Last reviewed: January 19, 2005 ~24 min read

Exegesis on Job

SERMON/EXEGESIS ON JOB

"There's always someone playing Job." Archibald Macleish wrote back in the 1950s. "There must be thousands...millions and millions of mankind Burned, crushed, broken, mutilated, slaughtered, and for what?"

This is a sentiment we can all identify with today. This last month the world was rocked by a serious of disasters. There are almost 40,000 people dead from the killer tsunami, and many of these we can be sure were good, dedicated Christians who had put their faith in God. Missions work in those countries has led to a very strong converted church in many areas. Still, thousands were killed. People lost their children, their spouses, all their belongings... Killer mudslides in California, war and terrorism in the Middle East... we have to sit back and wonder: where is this God who controls the wind and the waves? It's easy to understand when humans cause us suffering -- it's the sin of the world -- but it's a little harder when the forces of nature, which the Bible tells us respond only to God's voice, rise up to harm us. Job is famous for his patience in suffering, for his refusal to curse God. In a time like ours, with thousands dead from killed weather, we may be tempted to be more like Job's wife, and lose faith.

Job's wife is probably the most under appreciated character in the book of Job. Everyone seems to just dismiss her as another one of Job's trials. An old joke says that Job's worst torment wasn't the loss of his property or children -- it was the nagging of his wife! It's easy to forget that she had also lost all her belongings, and her children. Job's wife is a lot like any of us. She had married a good and a godly man. She had given birth to ten children, and raised them well enough that their father only feared they might do evil, he didn't actually see them doing it! She was a good woman -- and she also lost everything. So we shouldn't judge her too harshly when, at the end, she watches her husband suffering from a painful dehabilitating disease, and tells him that it's pointless, and he should just give up. That's what the whole "right to die" movement in America is about -- the idea that sometimes it's better to give up.

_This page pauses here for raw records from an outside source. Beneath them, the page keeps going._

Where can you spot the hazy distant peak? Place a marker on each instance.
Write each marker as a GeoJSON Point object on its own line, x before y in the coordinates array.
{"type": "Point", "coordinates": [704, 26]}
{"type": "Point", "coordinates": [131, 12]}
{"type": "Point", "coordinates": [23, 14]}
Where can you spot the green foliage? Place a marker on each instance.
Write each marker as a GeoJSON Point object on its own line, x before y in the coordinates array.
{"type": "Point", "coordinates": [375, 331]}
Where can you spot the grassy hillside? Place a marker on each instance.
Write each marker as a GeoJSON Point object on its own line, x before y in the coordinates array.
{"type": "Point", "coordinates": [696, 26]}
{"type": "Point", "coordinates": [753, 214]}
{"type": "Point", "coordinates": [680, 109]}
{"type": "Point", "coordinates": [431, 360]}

This doesn't make her an evil person, necessarily. It makes her someone that was hurting, like us.

Job's wife is best known, of course, for telling Job to "Curse God and die." What she said was not good. She probably even knew it wasn't good. She didn't care. She'd suffered too much, and she just wanted it to be over. Job's wife was depressed. We hear a lot in the news these days about depression, and about all the drugs that doctors prescribe to treat depression. When people are depressed, they are not themselves -- they may do things that they wouldn't usually do. We need to understand that, from her point-of-view, God had pushed her to this point. Everything that Job went through, she went through too. Carol Newsom wrote of what Job went through: "this is a violence calculated to destroy the humanity of the one who is subjected to it... such violence also destroys the meaningfulness of the categories of innocence and guilt... Job casts the violence he has experienced as the expression of God's loathing for human existence."

If it was like this for Job, who was the moral pillar and head of the home, how much worse it must have been for his wife, who had given birth to those children they lost. So while we must remember that she misspeaks here, she has suffered as much as anyone here has ever suffered. And yet... despite the fact that she has suffered so much, and despite the fact that she is speaking out of anger and out of character here, Job still calls her a foolish woman. He says that she speaks as "one of the Foolish Women." Why is this? Because no matter how much we go through, no matter what God does to us, it is inherently foolish to claim any excuse for not being faithful to God.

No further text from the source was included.